As with the other high-risk populations, interventions need to employ the power of the community and social networks. The community can help develop effective programs that target the at-risk populations. In order to affect a difficult to reach group the intervention needs to utilize the community to adapt to the group dynamics. No individual health official understands the community as well as the members.


Conclusion and Discussion
While many factors affect the behaviors of at-risk populations, perceived levels of stigma can predict possible behavior change. The presence of stigma has negative effects on public health interventions and leads people living with HIV/AIDS to avoid health services. Sivaram et al., when looking at social capital and HIV stigma in consideration for HIV/AIDS prevention intervention design, stated that stigma manifests from “social norms that render an attribute or condition inferior or inappropriate” (13). These social norms lead to reactions of fear and perceived threat (13). Under this perceived threat, people living with HIV/AIDS find difficulty in seeking health and medical services.
Beyond perceived threat, Sivaram et al. found situations where clinicians refused care to infected people (13). When an example such as this happens, stigma finds a new hold among the population. Trepidation can cause victims of stigma to avoid health and medical services. This not only makes intervention efforts ineffectual, but also creates a high risk dynamic. Stigma leads people to develop negative self-feelings and these feelings lead people to seek validation.
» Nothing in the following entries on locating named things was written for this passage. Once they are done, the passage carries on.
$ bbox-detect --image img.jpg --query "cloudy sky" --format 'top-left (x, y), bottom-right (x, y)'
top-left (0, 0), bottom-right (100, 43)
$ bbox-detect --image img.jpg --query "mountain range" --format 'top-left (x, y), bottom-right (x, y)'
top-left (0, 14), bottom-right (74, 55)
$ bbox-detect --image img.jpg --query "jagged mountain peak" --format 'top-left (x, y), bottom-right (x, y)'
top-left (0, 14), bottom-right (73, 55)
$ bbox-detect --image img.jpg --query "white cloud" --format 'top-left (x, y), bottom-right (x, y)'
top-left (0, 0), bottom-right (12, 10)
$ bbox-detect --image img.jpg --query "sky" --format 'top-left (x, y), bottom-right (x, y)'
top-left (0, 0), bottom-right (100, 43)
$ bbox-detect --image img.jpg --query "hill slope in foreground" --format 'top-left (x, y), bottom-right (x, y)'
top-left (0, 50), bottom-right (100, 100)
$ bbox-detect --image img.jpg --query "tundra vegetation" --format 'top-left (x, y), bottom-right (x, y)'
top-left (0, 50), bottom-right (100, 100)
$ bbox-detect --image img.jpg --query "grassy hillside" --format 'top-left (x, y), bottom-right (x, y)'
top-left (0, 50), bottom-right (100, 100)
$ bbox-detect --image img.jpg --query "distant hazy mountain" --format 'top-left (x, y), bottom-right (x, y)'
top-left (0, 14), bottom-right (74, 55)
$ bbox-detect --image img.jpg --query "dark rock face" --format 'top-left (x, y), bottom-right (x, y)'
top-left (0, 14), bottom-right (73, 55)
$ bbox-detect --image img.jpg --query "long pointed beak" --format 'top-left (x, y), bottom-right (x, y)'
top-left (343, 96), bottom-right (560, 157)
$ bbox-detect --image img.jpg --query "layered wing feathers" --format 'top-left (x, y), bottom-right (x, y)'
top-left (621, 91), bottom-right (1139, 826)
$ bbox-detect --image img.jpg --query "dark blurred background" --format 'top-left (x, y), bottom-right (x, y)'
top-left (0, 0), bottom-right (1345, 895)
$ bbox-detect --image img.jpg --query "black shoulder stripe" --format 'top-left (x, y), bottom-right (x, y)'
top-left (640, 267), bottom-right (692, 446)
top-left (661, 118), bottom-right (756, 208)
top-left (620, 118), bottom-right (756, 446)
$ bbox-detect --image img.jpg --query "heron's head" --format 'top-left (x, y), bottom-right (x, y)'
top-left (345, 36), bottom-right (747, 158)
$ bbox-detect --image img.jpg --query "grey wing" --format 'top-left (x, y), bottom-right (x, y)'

Engaging in high-risk behaviors because of feelings of low self-worth not only puts the individual in danger, but the rest of the population. Sivaram et al. speculates that individuals hesitate to engage in prevention and care-seeking behaviors because they anticipate discrimination and possible violence (13).
HIV/AIDS interventions need to focus on community-level approaches. Most importantly, interventions should involve the community in the development of prevention programs. In this way, the program can identify key community members and opinion leaders. These influential leaders can help adapt the intervention to the group dynamics. Outside of opinion leaders, the community can help develop proper implementation methods for the intervention. Community members understand how the population digests information and ideas; their ideas can help the intervention penetrate the population (6). Key to intervention success, social marketing helps open the door for prevention programs. Without social marketing, the key components of a successful intervention cannot find their audience.
In summary, interventions need to utilize opinion leaders, peer education, enhancement training, and prevention techniques to change behaviors in people living with HIV/AIDS. These techniques help to mitigate stigma among the population and surrounding community. The interventions must involve the community every step of the way to reduce fear of exposure. Stigma exemplifies a real fear of people living with HIV/AIDS and a true deterrent to successful interventions. Prevention programs can reach marginalized populations if confronting stigma becomes a focal point of HIV/AIDS intervention.